You keep your test suite under source control.
It's convenient to embellish your test script so you can leave out files that are expected to be empty.
Any time anything changes, you re-run all the tests. You probably also re-run them all nightly via a cron job.
Finally, you want to add enough tests to get good test coverage of your compiler's source code. The quality of coverage tools varies widely, but GNU Gcov is an adequate coverage tool.
Good luck with your interpreter! If you want to see a lovingly crafted but not very well documented testing infrastructure, go look at the test2 directory for the Quick C-- compiler.
I don't think there's anything 'special' about testing a compiler; in a sense it's almost easier than testing some programs, since a compiler has such a basic high-level summary - you hand in source, it gives you back (possibly) compiled code and (possibly) a set of diagnostic messages.
Like any complex software entity, there will be many code paths, but since it's all very data-oriented (text in, text and bytes out) it's straightforward to author tests.
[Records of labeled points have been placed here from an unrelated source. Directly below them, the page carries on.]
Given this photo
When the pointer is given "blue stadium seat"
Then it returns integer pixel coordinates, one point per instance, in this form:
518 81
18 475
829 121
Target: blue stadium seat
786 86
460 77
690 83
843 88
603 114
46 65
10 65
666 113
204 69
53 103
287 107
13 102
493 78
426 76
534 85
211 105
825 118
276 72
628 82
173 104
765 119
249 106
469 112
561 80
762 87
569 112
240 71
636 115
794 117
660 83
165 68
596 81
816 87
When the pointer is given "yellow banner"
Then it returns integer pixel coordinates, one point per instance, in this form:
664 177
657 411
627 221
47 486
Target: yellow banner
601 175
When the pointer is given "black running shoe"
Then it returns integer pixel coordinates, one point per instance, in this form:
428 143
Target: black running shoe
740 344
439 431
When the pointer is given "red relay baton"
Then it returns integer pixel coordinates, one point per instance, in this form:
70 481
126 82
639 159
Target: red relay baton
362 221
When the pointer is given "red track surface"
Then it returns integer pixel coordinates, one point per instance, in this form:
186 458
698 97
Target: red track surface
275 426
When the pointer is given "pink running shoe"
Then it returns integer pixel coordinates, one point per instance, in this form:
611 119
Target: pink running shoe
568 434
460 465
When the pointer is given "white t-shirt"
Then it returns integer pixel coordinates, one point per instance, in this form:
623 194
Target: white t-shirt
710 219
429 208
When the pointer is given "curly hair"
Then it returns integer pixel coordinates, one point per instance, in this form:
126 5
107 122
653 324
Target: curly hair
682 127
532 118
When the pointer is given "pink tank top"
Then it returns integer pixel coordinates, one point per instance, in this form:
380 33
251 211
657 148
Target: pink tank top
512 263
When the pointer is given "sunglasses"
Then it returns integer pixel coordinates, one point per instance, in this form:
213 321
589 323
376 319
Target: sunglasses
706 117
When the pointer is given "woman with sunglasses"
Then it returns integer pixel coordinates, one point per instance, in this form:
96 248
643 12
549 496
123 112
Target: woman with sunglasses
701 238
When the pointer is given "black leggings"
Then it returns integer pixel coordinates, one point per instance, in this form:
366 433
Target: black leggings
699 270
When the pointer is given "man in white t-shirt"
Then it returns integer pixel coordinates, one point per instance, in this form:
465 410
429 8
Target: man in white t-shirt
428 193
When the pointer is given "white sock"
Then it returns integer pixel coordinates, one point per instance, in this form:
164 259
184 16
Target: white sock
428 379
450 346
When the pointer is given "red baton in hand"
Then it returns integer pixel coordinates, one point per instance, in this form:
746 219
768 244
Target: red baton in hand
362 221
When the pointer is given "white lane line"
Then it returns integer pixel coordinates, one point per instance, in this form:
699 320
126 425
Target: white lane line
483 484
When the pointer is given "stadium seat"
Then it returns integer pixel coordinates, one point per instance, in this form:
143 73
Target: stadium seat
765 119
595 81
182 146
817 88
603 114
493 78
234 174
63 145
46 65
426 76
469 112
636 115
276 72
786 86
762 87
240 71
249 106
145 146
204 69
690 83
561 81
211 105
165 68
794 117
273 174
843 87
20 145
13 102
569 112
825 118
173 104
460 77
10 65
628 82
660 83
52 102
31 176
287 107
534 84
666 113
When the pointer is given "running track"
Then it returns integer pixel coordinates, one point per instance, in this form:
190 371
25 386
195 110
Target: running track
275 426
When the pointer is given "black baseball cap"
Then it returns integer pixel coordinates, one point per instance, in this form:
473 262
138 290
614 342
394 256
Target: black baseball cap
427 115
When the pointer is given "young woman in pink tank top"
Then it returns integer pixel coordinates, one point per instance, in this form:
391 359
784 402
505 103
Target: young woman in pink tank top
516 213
I’ve written an article on compiler testing, the original conclusion of which (slightly toned down for publication) was: It’s morally wrong to reinvent the wheel. Unless you already know all about the preexisting solutions and have a very good reason for ignoring them, you should start by looking at the tools that already exist. The easiest place to start is Gnu C Torture, but bear in mind that it’s based on Deja Gnu, which has, shall we say, issues. (It took me six attempts even to get the maintainer to allow a critical bug report about the Hello World example onto the mailing list.)
I’ll immodestly suggest that you look at the following as a starting place for tools to investigate:
Software: Practice and Experience April 2007. (Payware, not available to the general public---free preprint at http://pobox.com/~flash/Practical_Testing_of_C99.pdf.
http://en.wikipedia.org/wiki/Compiler_correctness#Testing (Largely written by me.)
Compiler testing bibliography (Please let me know of any updates I’ve missed.)
In the case of brainfuck, I think testing it should be done with brainfuck scripts. I would test the following, though:
1: Are all the cells initialized to 0
2: What happens when you decrement the data pointer when it's currently pointing to the first cell? Does it wrap? Does it point to invalid memory?
3: What happens when you increment the data pointer when it's pointing at the last cell? Does it wrap? Does it point to invalid memory
4: Does output function correctly
5: Does input function correctly
6: Does the [ ] stuff work correctly
7: What happens when you increment a byte more than 255 times, does it wrap to 0 properly, or is it incorrectly treated as an integer or other value.
More tests are possible too, but this is probably where i'd start. I wrote a BF compiler a few years ago, and that had a few extra tests. Particularly I tested the [ ] stuff heavily, by having a lot of code inside the block, since an early version of my code generator had issues there (on x86 using a jxx I had issues when the block produced more than 128 bytes or so of code, resulting in invalid x86 asm).
You can test with some already written apps.
The secret is to:
Separate the concerns
Observe the law of Demeter
Inject your dependencies
Well, software that is hard to test is a sign that the developer wrote it like it's 1985. Sorry to say that, but utilizing the three principles I presented here, even line numbered BASIC would be unit testable (it IS possible to inject dependencies into BASIC, because you can do "goto variable".